Subsequently, all isolated compounds (1–7) from the CH2Cl2 fraction of A. polyacanthus were tested for inhibitory effects on the production of the pro-inflammatory cytokines IL-12 p40, IL-6, and TNF-α. Of those tested, compounds 1, 3–5, and 7 showed potent inhibition on IL-12 p40 production with IC50 values of 3.96 ± 0.12, 6.55 ± 0.18, 5.06 ± 0.16, 1.82 ± 0.11, and 3.90 ± 0.14 μM, respectively (). This variability in inflammatory response inhibition by 1, 3–5, and 7 may be explained by the different levels of secreted inflammatory factors upon LPS stimulation. Among those tested, compound 5 (a steroid with hydroxyl group at C-6) had the greatest inhibitory activity towards LPS-stimulated IL-12 p40 production (IC50 = 1.82 ± 0.11 μM), which was comparable to that of the positive control, SB203580 (IC50 = 5.00 ± 0.16 μM). Compound 5 is an isomer of 4, but 5 showed potent inhibitory activity at the tested concentrations. Compounds 2 and 6 showed moderate suppressive effects on the production of IL-12 p40 by 34.86 ± 1.31, 79.05 ± 2.05 μM respectively ( and ), relative to the vehicle group.

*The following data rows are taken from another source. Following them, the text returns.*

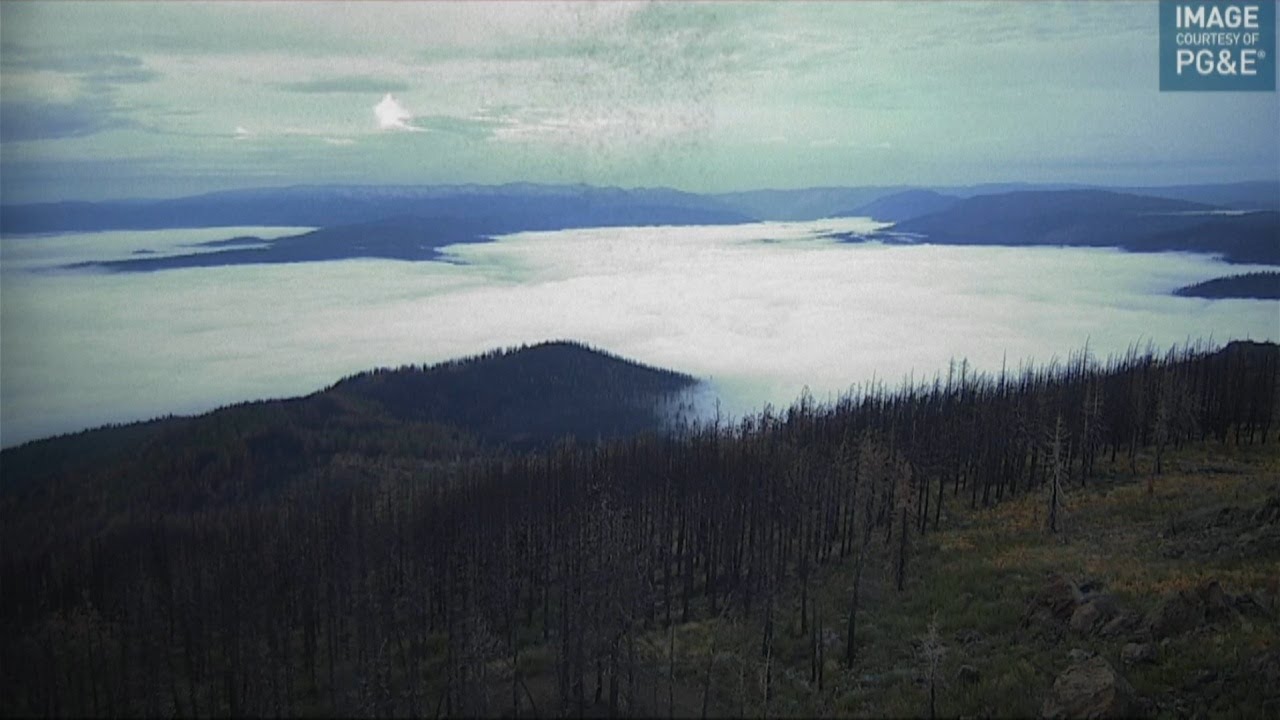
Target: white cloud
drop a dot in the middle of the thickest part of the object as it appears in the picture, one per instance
(393, 115)
(760, 319)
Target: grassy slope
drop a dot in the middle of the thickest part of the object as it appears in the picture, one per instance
(977, 578)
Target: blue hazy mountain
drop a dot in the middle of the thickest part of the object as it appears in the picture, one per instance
(403, 237)
(1255, 195)
(519, 206)
(547, 206)
(903, 205)
(1102, 219)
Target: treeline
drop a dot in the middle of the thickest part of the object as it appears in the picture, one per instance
(534, 584)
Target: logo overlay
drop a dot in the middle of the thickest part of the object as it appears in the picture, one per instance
(1217, 45)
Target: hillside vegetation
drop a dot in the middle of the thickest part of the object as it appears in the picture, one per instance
(1088, 537)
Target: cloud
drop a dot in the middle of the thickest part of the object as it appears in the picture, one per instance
(760, 319)
(23, 121)
(347, 83)
(393, 115)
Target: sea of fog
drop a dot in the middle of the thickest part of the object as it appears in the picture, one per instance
(759, 310)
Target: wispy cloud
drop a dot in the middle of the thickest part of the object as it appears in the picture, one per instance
(392, 115)
(26, 121)
(346, 85)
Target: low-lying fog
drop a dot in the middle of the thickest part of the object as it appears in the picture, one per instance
(760, 310)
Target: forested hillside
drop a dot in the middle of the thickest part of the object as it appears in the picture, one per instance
(554, 580)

These compounds were subjected to evaluation of their effects at various concentrations on the production of the pro-inflammatory cytokines in LPS-stimulated BMDCs.

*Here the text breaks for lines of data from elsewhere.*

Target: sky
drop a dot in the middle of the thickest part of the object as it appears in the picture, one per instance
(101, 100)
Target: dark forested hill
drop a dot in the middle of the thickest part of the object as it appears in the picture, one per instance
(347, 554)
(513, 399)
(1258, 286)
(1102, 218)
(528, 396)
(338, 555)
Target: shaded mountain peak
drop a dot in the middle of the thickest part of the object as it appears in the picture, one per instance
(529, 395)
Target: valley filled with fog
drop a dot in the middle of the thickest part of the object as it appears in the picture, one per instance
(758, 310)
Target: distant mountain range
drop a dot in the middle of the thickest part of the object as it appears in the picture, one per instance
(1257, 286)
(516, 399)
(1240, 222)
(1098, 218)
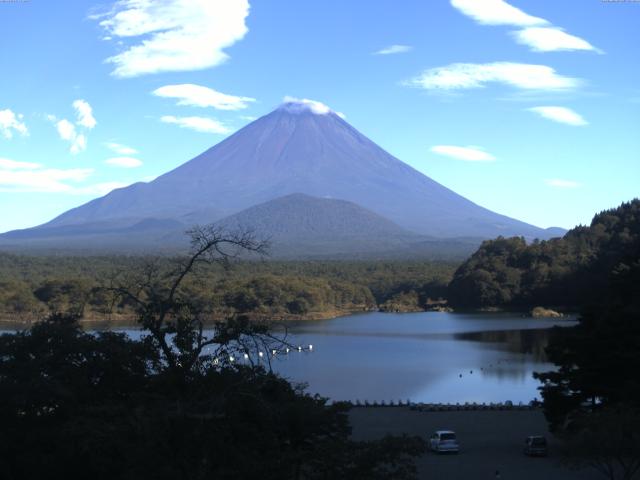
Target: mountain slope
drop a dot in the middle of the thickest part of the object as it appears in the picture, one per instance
(301, 225)
(297, 150)
(294, 149)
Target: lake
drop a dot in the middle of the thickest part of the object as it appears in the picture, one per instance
(427, 357)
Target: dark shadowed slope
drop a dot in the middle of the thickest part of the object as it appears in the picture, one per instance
(301, 225)
(295, 149)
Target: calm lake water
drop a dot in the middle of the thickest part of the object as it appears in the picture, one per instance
(423, 357)
(427, 357)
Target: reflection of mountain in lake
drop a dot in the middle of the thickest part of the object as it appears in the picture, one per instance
(531, 342)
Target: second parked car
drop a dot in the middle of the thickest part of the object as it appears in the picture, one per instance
(535, 446)
(444, 441)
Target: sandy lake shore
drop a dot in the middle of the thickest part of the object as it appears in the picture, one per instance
(489, 441)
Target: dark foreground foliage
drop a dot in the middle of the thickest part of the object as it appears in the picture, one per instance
(592, 400)
(33, 286)
(80, 405)
(173, 404)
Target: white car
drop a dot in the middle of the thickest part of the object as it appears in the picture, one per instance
(444, 441)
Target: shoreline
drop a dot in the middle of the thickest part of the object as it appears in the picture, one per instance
(129, 320)
(490, 441)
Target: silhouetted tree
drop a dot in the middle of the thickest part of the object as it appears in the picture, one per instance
(173, 404)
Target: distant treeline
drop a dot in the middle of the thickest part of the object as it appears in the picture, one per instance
(570, 271)
(34, 286)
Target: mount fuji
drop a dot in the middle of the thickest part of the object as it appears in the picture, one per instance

Anti-inflammatory effects of compounds 1 to 7 on LPS-stimulated BMDCs.
Effect of steroids 1 to 7 (1, 2, 5, 10 μM) on IL-12 p40 production by LPS-stimulated BMDCs. The data were presented as inhibition rate (%) compared to the value of vehicle-treated DCs.

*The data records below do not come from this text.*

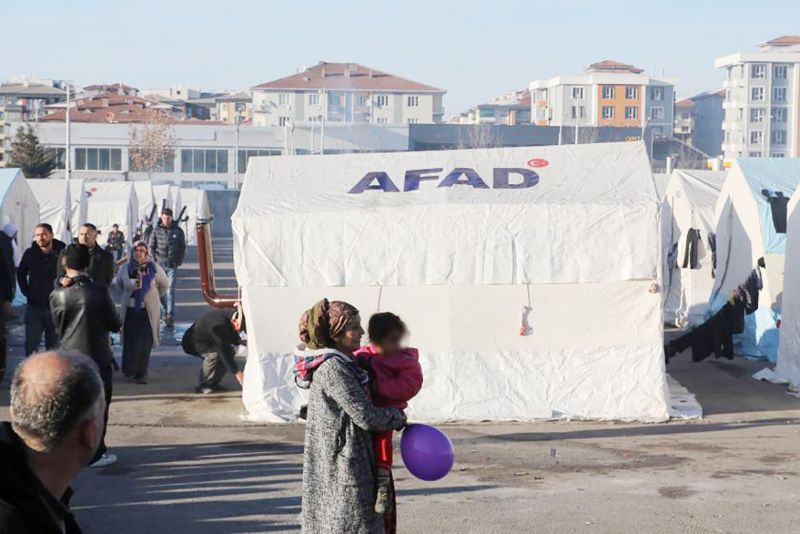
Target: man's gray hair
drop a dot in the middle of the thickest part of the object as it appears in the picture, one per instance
(51, 398)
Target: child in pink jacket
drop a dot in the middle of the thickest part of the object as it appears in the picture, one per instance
(396, 377)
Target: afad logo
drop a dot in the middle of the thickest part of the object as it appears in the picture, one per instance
(502, 178)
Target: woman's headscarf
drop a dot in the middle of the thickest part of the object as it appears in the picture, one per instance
(324, 322)
(145, 272)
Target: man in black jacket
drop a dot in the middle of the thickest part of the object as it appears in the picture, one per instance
(36, 276)
(214, 337)
(168, 248)
(84, 314)
(56, 424)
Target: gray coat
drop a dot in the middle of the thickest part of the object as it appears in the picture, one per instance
(338, 463)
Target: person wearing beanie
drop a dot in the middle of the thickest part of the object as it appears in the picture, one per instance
(84, 314)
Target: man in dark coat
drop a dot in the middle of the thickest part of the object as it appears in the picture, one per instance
(36, 275)
(84, 314)
(56, 425)
(168, 248)
(215, 337)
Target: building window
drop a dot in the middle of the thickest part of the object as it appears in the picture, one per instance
(657, 94)
(98, 159)
(198, 160)
(758, 70)
(657, 113)
(245, 154)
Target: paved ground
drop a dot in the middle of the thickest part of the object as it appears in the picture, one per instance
(189, 463)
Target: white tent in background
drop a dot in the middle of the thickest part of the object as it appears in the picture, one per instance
(469, 247)
(747, 230)
(112, 203)
(196, 203)
(77, 195)
(18, 205)
(689, 201)
(788, 366)
(145, 199)
(163, 196)
(54, 206)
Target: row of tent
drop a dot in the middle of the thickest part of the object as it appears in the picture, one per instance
(531, 278)
(66, 205)
(717, 227)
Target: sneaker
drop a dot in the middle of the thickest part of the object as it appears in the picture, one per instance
(383, 500)
(105, 460)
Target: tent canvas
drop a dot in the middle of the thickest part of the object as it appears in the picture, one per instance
(746, 232)
(112, 203)
(196, 203)
(689, 201)
(18, 205)
(80, 205)
(144, 198)
(788, 366)
(54, 206)
(466, 246)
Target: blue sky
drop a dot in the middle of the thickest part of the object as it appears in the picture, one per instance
(473, 49)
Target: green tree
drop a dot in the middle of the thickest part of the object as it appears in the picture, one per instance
(29, 155)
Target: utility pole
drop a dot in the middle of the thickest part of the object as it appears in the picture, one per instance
(67, 159)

As a result, the dichloromethane-soluble extract showed inhibitory cilliary neurotropic factor activity of LPS-stimulated IL-6 production (IC50 = 8.82 ± 0.18 μg/mL). Compounds 1, 4, 5, and 7 considerably decreased the production of IL-6 in the LPS-stimulated BMDCs with IC50 values ranging from 2.61 ± 0.10 to 16.73 ± 0.25 μM (). Remarkably, compound 7 significantly inhibited IL-6 production with IC50 values of 2.61 ± 0.10 μM. The inhibitory effects of compounds 1 and 5 were similar to the positive control (IC50 = 3.50 ± 0.12 μM), with IC50 values of 4.07 ± 0.13 and 5.76 ± 0.14 μM, respectively. Compound 4 showed moderate inhibition of IL-6 production, with IC50 values of 16.73 ± 0.25 μM. The remaining compounds did not show significant activity (IC50 > 100 μM) against IL-6 production ().
Effect of steroids 1 to 7 (1, 2, 5, 10 μM) on IL-6 production by LPS-stimulated BMDCs. The data were presented as inhibition rate (%) compared to the value of vehicle-treated DCs.
Overexpression of pro-inflammatory cytokines TNF-α and IL-6 is associated with the development of autoimmune, inflammatory, and immunopathological diseases. Therefore, blocking TNF-α, IL-6, and their respective signaling pathways can be effective for treatment of inflammatory diseases. The TNF-α assay results are shown in . Compounds 5 and 7 showed potent inhibitory effects on the production of TNF-α, with IC50 values of 4.94 ± 0.12 and 7.00 ± 0.16 μM, respectively. The inhibitory effects of compound 3 (IC50 = 22.80 ± 0.21 μM) was moderate compared to the positive control (IC50 = 7.20 ± 0.13 μM), while compounds 1, 2, 4, and 6 did not show significant inhibitory effects on TNF-α production (IC50 > 100 μM, ).
Effect of steroids 1 to 7 (1, 2, 5, 10 μM) on TNF-α production by LPS-stimulated BMDCs. The data were presented as inhibition rate (%) compared to the value of vehicle-treated DCs.